I agree that if global nr_dirty comes close to global limit (or already 
exceeded it), we must take global pos_ratio in consideration (even if 
bdi_dirty << bdi_thresh). But I don't think we can keep 
bdi_position_ratio() intact. Because: 1) the math there goes crazy if 
dirty < freerun; 2) "(limit - dirty) / 8" is useless for FUSE which 
account internal writeback in NR_WRITEBACK_TEMP; i.e. you can easily 
observe "dirty" close to zero while bdi_dirty is huge. Please let me 
know if you need more details about NR_WRITEBACK_TEMP peculiarities.

>
>> +
>> +	/*
>> +	 * global setpoint
>>   	 *
>> -	 * (1) f(freerun)  = 2.0 => rampup dirty_ratelimit reasonably fast
>> -	 * (2) f(setpoint) = 1.0 => the balance point
>> -	 * (3) f(limit)    = 0   => the hard limit
>> -	 * (4) df/dx      <= 0	 => negative feedback control
>> -	 * (5) the closer to setpoint, the smaller |df/dx| (and the reverse)

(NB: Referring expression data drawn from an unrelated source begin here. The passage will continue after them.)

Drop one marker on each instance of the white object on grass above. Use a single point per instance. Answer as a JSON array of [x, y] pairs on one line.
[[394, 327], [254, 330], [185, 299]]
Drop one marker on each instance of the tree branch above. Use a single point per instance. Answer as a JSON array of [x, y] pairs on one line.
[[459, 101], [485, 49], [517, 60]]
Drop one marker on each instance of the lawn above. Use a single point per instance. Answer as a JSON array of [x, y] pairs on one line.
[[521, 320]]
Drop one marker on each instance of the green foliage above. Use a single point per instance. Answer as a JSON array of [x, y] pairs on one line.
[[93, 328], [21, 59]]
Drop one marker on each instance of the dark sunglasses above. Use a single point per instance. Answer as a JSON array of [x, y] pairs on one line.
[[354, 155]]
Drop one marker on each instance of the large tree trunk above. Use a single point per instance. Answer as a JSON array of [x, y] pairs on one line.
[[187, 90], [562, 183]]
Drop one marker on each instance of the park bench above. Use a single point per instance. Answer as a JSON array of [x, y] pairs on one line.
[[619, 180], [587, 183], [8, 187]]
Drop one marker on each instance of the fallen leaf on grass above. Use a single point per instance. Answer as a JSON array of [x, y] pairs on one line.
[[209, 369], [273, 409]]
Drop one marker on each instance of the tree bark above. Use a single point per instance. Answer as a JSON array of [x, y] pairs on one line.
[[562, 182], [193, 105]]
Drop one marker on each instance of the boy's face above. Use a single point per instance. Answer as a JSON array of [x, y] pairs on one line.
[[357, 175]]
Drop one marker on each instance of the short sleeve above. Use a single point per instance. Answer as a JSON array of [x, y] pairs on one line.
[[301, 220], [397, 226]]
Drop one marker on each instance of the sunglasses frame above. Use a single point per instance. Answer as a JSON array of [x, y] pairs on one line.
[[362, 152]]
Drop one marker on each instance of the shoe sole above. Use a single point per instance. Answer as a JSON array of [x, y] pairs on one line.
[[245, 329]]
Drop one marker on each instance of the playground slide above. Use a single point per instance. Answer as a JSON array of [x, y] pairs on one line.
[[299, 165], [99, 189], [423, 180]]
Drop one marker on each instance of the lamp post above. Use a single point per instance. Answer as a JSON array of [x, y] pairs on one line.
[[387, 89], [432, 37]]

>> -	 *     => fast response on large errors; small oscillation near setpoint
>> +	 * See comment for pos_ratio_polynom().
>>   	 */
>>   	setpoint = (freerun + limit) / 2;
>> -	x = div_s64(((s64)setpoint - (s64)dirty) << RATELIMIT_CALC_SHIFT,
>> -		    limit - setpoint + 1);
>> -	pos_ratio = x;
>> -	pos_ratio = pos_ratio * x >> RATELIMIT_CALC_SHIFT;
>> -	pos_ratio = pos_ratio * x >> RATELIMIT_CALC_SHIFT;
>> -	pos_ratio += 1 << RATELIMIT_CALC_SHIFT;
>> +	pos_ratio = pos_ratio_polynom(setpoint, dirty, limit);
>>   
>>   	/*
>>   	 * We have computed basic pos_ratio above based on global situation. If
>> @@ -892,7 +951,8 @@ static void bdi_update_dirty_ratelimit(struct backing_dev_info *bdi,
>>   				       unsigned long bdi_thresh,
>>   				       unsigned long bdi_dirty,
>>   				       unsigned long dirtied,
>> -				       unsigned long elapsed)
>> +				       unsigned long elapsed,
>> +				       bool strictlimit)
>>   {
>>   	unsigned long freerun = dirty_freerun_ceiling(thresh, bg_thresh);
>>   	unsigned long limit = hard_dirty_limit(thresh);
>> @@ -910,10 +970,10 @@ static void bdi_update_dirty_ratelimit(struct backing_dev_info *bdi,
>>   	 * The dirty rate will match the writeout rate in long term, except
>>   	 * when dirty pages are truncated by userspace or re-dirtied by FS.
>>   	 */
>> -	dirty_rate = (dirtied - bdi->dirtied_stamp) * HZ / elapsed;
>> +	dirty_rate = (dirtied - bdi->dirtied_nr_stamp) * HZ / elapsed;
>>   
>>   	pos_ratio = bdi_position_ratio(bdi, thresh, bg_thresh, dirty,
>> -				       bdi_thresh, bdi_dirty);
>> +				       bdi_thresh, bdi_dirty, strictlimit);
>>   	/*
>>   	 * task_ratelimit reflects each dd's dirty rate for the past 200ms.
>>   	 */
>> @@ -994,6 +1054,26 @@ static void bdi_update_dirty_ratelimit(struct backing_dev_info *bdi,
>>   	 * keep that period small to reduce time lags).
>>   	 */
>>   	step = 0;
>> +
>> +	/*
>> +	 * For strictlimit case, balanced_dirty_ratelimit was calculated
>> +	 * above based on bdi counters and limits (see bdi_position_ratio()).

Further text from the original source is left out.